К счастью, во мне хватило сил поприветствовать брата.
К несчастью, на все остальное сил уже не хватило. Я поднялась к себе, в бывшие комнаты отца, где он проводил важные встречи и которые для этих же целей теперь использовала я, опустилась за стол и закрыла глаза.
Казалось, все это должно было остаться в прошлом: и Ибри, и Мэррис, и вся жизнь в Аринте. Казалось, должно было остаться в прошлом пламя, текущее сквозь пальцы и отзывающееся ударами крохотного сердечка. И имя, которое я подбирала тому, кто уже никогда не увидит свет. И любовь, которая никогда не достанется драконенку, который должен был назвать меня мамой.

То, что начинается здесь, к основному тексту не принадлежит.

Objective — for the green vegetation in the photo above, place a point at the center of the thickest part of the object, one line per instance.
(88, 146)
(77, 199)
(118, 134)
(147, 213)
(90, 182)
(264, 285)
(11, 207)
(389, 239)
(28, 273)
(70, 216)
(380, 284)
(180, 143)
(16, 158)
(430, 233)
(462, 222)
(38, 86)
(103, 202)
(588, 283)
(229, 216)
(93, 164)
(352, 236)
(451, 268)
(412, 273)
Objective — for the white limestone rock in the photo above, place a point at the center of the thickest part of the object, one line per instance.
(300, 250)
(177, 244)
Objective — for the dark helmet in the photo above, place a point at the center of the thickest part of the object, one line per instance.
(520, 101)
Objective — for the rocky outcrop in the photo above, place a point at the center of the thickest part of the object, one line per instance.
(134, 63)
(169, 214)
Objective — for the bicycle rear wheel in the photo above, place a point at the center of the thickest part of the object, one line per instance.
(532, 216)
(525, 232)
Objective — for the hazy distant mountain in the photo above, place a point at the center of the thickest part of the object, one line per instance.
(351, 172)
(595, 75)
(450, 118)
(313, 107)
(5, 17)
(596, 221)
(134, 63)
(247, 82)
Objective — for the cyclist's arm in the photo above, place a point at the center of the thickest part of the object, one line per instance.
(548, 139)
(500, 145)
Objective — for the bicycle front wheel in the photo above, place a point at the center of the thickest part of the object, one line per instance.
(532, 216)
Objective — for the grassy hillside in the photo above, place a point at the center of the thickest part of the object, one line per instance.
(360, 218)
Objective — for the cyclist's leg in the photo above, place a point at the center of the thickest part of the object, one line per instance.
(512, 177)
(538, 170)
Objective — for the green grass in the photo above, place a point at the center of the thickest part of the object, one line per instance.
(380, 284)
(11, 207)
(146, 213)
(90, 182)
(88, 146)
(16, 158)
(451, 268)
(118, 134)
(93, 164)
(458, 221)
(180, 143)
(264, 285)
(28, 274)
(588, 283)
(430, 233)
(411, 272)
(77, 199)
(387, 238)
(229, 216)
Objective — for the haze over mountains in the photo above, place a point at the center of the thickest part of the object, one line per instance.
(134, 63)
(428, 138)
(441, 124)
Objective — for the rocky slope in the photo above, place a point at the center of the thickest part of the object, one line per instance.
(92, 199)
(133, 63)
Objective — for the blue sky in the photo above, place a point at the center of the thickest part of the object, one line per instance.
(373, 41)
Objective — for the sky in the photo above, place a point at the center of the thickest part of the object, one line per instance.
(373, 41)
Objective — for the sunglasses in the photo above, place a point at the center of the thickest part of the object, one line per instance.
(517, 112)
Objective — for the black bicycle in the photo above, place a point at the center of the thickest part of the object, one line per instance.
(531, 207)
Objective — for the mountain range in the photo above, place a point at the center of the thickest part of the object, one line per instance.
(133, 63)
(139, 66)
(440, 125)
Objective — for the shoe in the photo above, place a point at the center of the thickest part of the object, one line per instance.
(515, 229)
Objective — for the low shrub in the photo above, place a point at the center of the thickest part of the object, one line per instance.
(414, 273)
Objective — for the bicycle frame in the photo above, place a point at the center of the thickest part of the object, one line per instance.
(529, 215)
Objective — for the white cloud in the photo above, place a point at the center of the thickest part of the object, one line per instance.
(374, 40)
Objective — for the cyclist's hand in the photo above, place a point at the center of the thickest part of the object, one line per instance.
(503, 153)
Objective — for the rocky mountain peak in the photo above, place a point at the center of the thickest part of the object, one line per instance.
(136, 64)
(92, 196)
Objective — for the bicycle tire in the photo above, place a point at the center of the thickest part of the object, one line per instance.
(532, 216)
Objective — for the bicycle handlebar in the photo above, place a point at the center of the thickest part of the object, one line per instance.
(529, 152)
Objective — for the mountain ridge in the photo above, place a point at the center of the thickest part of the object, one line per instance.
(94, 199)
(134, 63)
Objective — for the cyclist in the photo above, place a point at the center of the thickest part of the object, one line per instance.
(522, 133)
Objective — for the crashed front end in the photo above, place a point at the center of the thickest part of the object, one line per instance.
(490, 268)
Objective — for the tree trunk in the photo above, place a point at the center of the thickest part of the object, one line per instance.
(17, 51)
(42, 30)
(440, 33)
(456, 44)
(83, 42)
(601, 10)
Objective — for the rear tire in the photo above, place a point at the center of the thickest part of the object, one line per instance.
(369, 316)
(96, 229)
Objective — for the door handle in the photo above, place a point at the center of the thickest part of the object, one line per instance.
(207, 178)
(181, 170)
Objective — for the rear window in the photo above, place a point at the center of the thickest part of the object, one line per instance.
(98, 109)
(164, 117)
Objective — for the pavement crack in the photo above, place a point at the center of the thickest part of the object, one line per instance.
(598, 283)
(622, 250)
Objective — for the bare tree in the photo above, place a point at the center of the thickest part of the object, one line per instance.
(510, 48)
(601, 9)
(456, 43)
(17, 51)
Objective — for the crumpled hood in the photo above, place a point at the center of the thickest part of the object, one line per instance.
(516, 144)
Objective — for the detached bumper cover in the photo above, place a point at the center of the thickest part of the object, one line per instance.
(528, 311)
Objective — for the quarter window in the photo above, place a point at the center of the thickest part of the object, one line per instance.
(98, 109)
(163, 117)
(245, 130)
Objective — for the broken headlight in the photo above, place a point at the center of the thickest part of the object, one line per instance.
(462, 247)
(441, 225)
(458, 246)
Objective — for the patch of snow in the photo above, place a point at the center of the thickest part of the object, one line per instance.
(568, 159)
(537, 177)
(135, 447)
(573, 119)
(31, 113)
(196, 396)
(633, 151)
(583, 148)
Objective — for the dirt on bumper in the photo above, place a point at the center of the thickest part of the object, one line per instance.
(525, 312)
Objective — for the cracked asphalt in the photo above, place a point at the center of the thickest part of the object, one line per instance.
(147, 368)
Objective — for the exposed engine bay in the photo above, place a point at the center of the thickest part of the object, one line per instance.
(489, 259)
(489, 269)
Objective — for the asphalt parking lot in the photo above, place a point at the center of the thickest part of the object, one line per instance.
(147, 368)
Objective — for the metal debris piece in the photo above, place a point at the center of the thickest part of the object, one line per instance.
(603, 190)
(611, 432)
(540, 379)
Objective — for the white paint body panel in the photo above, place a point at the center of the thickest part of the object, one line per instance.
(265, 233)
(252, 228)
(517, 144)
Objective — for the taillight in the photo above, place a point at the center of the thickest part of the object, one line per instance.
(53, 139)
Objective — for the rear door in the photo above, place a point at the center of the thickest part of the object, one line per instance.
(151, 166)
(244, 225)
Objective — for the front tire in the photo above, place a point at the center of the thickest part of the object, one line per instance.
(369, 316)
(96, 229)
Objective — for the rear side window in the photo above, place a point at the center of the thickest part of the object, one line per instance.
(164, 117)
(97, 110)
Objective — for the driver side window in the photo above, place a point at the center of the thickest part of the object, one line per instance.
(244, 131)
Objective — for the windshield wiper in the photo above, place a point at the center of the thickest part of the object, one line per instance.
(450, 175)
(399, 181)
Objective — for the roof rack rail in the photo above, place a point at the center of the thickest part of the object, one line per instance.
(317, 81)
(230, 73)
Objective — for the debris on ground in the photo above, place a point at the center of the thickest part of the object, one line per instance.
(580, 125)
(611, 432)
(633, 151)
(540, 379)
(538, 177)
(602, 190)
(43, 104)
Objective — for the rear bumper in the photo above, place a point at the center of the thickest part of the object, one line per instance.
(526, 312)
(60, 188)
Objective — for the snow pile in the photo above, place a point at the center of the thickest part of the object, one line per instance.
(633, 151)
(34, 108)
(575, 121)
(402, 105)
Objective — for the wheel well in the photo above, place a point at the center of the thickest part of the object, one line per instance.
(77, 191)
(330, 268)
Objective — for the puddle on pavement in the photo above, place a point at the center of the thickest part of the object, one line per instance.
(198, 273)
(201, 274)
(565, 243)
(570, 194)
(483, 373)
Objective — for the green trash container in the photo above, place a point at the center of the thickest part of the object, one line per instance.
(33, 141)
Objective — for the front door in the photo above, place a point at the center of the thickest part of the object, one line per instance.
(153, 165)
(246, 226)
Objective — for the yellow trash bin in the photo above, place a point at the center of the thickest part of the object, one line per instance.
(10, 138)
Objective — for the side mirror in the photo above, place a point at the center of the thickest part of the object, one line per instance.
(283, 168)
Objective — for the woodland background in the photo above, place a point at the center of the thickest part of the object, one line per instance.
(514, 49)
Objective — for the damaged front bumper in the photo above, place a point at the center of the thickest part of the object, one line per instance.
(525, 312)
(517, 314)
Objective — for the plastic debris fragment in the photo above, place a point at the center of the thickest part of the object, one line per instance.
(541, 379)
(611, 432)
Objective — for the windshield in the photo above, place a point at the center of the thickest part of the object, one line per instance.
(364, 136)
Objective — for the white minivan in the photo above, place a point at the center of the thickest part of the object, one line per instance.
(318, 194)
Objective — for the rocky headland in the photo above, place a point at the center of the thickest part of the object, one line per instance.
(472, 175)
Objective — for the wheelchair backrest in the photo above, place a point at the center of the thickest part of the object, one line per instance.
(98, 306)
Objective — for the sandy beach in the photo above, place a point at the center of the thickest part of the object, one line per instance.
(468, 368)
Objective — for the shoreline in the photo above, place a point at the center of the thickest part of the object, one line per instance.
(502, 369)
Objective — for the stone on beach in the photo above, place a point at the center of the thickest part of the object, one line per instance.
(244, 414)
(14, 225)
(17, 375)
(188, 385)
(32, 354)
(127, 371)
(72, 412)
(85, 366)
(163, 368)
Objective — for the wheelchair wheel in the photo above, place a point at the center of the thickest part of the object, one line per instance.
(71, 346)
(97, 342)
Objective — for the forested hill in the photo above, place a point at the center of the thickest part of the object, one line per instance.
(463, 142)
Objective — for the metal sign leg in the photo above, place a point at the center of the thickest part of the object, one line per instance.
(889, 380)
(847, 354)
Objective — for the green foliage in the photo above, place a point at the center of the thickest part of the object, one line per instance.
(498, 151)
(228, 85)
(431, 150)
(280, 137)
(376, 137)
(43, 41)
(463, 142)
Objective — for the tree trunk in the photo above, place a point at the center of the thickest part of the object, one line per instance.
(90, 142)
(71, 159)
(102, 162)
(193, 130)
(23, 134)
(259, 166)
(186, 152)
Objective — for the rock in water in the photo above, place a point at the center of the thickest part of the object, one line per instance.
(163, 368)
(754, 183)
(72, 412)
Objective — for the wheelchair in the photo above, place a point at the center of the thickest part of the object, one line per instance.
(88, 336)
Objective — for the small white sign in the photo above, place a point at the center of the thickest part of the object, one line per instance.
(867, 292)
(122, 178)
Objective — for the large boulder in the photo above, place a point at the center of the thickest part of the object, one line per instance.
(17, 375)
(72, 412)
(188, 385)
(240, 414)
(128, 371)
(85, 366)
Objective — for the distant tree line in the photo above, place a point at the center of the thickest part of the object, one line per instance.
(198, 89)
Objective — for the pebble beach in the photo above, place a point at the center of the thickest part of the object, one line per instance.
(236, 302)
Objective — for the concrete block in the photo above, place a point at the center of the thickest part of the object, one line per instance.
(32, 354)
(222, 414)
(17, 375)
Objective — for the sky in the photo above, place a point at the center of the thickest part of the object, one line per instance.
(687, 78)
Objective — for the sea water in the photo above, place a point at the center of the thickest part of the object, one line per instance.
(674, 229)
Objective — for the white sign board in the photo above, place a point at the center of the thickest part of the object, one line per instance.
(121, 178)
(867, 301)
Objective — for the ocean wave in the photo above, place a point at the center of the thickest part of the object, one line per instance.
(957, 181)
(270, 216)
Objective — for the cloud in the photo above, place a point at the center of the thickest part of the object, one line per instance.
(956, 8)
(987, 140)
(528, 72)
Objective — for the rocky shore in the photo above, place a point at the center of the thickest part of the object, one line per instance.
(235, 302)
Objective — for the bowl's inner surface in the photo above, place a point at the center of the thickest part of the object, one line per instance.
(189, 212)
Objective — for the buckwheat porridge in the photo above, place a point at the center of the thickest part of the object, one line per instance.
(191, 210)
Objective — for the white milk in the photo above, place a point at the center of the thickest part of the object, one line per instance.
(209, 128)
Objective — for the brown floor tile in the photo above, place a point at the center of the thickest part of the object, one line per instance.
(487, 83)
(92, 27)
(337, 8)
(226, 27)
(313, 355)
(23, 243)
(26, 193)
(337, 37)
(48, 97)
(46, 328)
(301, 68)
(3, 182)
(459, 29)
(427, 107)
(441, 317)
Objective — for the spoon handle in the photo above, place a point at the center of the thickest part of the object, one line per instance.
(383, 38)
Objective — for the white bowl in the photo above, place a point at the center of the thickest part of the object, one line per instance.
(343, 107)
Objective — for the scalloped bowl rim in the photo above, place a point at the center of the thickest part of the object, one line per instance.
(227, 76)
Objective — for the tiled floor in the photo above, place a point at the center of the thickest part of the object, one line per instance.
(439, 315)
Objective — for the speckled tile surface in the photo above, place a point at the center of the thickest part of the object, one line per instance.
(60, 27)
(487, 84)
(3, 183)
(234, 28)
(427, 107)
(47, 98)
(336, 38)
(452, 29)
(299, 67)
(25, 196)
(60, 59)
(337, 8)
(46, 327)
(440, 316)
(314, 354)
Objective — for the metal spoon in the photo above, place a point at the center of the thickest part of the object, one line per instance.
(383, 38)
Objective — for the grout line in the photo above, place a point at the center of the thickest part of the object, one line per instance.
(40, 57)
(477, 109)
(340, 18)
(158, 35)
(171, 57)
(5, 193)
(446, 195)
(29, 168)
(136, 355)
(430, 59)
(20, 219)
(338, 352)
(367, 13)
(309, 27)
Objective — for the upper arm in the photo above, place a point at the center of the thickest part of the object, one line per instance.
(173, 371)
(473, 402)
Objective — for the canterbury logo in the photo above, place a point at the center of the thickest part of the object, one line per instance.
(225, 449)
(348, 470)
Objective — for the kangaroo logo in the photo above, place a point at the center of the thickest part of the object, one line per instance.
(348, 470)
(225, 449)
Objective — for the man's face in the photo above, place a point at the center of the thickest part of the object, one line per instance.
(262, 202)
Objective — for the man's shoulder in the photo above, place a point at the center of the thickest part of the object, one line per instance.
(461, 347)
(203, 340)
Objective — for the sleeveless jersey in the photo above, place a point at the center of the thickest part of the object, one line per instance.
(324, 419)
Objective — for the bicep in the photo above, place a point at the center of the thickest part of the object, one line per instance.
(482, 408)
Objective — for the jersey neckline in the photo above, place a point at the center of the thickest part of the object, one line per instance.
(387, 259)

Но нет. Оно было живо. Оно ворочалось во мне, запечатанное под пластами неотложных дел, в которые я заставляла себя погружаться день за днем, снова и снова, только чтобы об этом не думать. Послание Мэррис вскрыло эту рану, если не сказать – мое сердце. Я чувствовала, что оно истекает кровью, но не могла найти в себе силы даже пошевелиться.